Pode parecer uma bravata, mas não é. Serebrov teve papel importante na definição dos parâmetros pelos quais a pesquisa científica a bordo da estação é conduzida.
A principal vantagem de uma estação espacial, afirma ele, é o aproveitamento da microgravidade, a aparente ausência de peso causada pela grande distância da Terra. Esse ambiente favorece o crescimento de cristais de melhor qualidade, o que facilita a identificação de sua estrutura molecular, beneficiando pesquisas como a de fármacos.
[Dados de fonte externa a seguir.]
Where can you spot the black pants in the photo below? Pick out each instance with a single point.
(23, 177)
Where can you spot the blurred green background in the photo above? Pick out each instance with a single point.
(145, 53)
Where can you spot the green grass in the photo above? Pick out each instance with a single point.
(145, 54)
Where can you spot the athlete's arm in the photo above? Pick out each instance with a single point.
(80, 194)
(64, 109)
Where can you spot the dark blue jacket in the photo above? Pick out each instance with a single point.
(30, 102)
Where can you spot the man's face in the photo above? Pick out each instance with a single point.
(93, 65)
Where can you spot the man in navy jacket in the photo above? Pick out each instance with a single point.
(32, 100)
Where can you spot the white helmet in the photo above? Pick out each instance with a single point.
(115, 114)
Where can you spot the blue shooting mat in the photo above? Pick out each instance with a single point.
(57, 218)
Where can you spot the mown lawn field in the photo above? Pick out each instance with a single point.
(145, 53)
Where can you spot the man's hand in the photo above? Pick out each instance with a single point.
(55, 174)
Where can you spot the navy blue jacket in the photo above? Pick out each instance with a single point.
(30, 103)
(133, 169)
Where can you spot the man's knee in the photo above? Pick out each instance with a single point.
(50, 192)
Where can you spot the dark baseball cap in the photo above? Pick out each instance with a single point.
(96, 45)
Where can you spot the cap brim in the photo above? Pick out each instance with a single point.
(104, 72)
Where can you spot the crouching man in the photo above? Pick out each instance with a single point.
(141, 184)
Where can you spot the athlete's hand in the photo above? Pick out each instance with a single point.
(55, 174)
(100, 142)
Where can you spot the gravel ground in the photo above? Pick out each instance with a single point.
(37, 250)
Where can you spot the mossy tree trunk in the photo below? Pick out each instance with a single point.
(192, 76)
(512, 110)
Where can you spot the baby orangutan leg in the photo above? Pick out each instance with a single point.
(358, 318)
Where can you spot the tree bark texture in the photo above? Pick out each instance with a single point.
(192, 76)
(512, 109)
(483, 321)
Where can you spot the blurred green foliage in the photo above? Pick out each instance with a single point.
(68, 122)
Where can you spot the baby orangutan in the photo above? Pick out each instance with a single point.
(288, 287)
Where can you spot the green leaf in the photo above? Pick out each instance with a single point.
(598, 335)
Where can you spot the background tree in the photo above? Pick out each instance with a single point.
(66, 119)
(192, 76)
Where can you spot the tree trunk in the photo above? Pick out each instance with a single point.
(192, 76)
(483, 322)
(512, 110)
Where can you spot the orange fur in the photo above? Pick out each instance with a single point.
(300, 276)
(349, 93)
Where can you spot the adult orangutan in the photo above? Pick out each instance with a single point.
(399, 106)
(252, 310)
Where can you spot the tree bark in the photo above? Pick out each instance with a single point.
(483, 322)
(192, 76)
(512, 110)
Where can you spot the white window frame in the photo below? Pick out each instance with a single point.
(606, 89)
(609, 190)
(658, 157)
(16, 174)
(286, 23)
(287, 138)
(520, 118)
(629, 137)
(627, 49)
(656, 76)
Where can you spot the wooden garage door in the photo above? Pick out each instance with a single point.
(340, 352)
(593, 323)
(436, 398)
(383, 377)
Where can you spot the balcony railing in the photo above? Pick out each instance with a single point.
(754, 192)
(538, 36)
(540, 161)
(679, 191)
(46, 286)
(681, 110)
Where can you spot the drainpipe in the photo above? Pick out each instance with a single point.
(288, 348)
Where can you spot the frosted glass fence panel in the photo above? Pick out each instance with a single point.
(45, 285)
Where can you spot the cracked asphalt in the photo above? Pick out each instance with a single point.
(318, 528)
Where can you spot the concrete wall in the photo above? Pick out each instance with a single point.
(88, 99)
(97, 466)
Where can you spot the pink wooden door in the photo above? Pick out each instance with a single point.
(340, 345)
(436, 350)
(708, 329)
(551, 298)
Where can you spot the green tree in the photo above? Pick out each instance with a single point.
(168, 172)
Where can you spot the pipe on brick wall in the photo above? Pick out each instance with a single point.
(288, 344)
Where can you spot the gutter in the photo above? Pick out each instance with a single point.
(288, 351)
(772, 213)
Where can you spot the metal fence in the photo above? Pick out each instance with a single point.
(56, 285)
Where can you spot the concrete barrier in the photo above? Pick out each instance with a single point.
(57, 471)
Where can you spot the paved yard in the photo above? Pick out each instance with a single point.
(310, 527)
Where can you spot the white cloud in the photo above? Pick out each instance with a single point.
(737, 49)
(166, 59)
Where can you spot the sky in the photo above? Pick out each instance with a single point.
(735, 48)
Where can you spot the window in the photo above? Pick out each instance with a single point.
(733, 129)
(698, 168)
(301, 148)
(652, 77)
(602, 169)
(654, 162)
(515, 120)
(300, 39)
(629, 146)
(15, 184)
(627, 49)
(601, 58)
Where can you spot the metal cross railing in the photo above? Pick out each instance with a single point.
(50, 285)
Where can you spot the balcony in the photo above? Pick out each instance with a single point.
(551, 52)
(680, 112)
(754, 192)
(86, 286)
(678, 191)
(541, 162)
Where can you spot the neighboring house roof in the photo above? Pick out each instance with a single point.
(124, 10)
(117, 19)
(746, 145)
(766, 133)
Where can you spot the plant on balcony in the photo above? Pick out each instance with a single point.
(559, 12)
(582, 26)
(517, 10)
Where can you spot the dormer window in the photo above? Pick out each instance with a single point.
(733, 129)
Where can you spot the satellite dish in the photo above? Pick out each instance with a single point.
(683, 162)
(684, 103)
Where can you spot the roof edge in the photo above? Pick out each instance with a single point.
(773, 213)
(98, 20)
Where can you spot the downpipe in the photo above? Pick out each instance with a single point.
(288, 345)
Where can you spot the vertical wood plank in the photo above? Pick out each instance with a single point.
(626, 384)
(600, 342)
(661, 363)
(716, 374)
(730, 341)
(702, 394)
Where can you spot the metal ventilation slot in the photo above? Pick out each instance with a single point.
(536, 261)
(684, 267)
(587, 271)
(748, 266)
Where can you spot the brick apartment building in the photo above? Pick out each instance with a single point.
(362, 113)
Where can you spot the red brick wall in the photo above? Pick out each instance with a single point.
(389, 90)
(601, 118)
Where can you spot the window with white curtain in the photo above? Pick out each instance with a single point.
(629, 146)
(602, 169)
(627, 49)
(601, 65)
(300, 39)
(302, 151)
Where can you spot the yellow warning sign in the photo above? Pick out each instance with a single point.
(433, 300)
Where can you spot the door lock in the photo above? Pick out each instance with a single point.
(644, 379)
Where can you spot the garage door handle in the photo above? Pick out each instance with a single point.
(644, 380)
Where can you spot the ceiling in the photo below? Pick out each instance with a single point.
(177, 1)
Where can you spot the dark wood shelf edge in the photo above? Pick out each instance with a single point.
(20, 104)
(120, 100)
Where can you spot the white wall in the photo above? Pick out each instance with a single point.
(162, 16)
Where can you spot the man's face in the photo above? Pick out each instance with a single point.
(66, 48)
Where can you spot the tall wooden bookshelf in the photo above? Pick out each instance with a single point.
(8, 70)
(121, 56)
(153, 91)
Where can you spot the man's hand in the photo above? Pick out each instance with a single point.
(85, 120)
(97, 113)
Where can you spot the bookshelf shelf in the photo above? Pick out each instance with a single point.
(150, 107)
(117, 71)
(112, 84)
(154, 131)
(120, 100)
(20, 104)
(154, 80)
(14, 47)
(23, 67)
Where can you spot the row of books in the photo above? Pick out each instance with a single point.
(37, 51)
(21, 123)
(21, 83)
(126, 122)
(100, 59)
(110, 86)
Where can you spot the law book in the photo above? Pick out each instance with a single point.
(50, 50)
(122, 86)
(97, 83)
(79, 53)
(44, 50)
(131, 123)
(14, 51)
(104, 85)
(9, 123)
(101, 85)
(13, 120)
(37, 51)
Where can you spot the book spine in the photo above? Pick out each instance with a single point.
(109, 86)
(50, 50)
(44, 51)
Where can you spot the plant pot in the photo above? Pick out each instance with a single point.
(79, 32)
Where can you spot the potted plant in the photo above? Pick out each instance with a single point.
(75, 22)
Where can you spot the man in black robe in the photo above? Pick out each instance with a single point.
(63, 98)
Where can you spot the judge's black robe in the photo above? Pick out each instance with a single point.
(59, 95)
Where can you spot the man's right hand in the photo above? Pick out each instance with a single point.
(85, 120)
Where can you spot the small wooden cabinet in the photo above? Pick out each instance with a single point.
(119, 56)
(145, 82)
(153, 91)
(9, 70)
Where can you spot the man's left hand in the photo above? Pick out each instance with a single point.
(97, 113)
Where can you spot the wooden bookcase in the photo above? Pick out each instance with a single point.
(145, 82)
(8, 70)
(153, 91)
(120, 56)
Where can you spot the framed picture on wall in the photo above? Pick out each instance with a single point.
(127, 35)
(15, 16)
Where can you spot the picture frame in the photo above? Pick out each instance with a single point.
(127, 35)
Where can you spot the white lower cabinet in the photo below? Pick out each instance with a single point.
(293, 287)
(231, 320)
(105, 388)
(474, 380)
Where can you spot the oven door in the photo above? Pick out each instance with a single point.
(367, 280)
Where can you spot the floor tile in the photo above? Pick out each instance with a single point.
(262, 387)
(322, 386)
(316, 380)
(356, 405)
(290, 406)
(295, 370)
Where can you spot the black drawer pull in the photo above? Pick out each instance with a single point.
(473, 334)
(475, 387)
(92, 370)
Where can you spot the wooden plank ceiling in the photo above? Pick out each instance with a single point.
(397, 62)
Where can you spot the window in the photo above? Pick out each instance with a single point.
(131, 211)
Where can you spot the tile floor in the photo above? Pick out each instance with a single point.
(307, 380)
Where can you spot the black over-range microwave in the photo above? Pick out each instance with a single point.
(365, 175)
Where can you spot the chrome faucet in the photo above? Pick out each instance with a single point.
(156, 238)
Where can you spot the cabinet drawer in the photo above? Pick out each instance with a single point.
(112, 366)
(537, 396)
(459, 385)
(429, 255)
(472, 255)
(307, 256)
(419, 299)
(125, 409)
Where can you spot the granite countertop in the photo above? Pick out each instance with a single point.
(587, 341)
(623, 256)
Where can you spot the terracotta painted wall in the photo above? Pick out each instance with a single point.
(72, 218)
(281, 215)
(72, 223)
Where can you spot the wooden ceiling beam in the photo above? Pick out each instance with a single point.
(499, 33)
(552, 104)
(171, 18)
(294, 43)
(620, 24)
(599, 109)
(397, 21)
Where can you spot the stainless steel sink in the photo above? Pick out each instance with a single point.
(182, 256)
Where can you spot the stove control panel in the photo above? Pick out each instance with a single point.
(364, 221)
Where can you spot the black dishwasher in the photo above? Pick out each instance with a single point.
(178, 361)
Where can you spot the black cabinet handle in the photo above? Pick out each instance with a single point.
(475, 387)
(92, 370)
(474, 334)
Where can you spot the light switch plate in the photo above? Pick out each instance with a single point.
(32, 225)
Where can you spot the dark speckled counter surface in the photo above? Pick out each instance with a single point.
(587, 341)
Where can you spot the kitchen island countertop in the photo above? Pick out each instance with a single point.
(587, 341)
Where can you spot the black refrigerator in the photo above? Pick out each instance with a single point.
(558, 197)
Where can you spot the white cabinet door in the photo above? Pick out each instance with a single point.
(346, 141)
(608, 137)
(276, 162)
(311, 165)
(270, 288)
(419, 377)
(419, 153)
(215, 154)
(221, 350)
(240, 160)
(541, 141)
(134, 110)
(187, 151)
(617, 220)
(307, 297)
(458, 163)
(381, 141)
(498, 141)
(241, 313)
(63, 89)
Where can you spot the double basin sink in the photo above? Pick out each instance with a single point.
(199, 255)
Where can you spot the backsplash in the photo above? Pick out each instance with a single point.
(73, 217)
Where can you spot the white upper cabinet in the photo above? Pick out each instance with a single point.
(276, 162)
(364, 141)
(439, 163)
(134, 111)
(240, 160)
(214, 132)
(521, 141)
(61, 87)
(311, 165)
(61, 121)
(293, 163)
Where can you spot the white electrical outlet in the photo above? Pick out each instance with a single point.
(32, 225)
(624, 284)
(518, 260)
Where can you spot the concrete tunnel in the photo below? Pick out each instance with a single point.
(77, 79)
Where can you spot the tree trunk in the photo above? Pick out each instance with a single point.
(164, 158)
Serebrov, engenheiro, físico, -cosmonauta número 51 de uma linhagem começada em 1961 com Iuri Gagárin, o primeiro homem no espaço-, pôde dar valiosas informações para o programa espacial da antiga União Soviética, e hoje da Rússia. Gagárin, lembra ele, era um homem extremamente honesto e verdadeiro, mas era um "bon vivant" -tanto que certa vez quase atropelou seu colega número 51 dirigindo um carro esporte em alta velocidade.
Serebrov veio ao Brasil para o Primeiro Seminário Brasileiro em Educação Espacial, realizado pelo Instituto de Atividades Espaciais, em São José dos Campos (SP).
Perguntado se havia sexo a bordo da Mir, quando mulheres passaram pela estação, ele foi discreto. "A Mir é um local de trabalho. Você faz sexo no seu local de trabalho?", devolveu a pergunta. Nas estações antárticas, diz ele, não funcionou ter as mulheres dos pesquisadores por lá. "Havia brigas demais entre todo mundo."
Indagado se ele e seus colegas tomavam vodca na Mir, ele foi curto e grosso: "Sim, porque lá existem pessoas de carne e osso".
Na Mir, o dia começa às 8h, hora de Moscou. O tempo "livre" começa às 23h. Corta-se a ligação com a Terra. Ele às vezes ficava acordado até as 3h, 4h. Para se divertir, fazia experimentos científicos na área de seu interesse, lia livros de história, olhava para a grande variedade de objetos na superfície terrestre. "Pude ver com o telescópio a árvore de natal em Manhattan."
Olhando para a Terra ele teve surpresas, como a de ver áreas irrigadas perfeitamente circulares na Arábia Saudita. Ou partes da fronteira israelense -verde e irrigada do lado de Israel, cinza e desértica do outro lado. Serebrov também pôde achar, pelos seus rastros, dois submarinos nucleares americanos escoltando o couraçado Iowa com o então presidente americano, George Bush, a bordo.
Foi muito difícil saber da morte de um amigo durante os conflitos políticos na Rússia em 1993, enquanto ele estava no espaço. Ao relembrar o fato, o cosmonauta se emocionou até as lágrimas.
Certa vez um lixo espacial do tamanho de uma televisão passou a cinco metros da nave, enquanto ele olhava para fora e se exercitava na bicicleta ergométrica. É uma experiência que ele não gostaria de repetir, mas que lembra com certa saudade. Afinal, muito poucos seres humanos podem dizer que já tiveram satélites como vizinhos.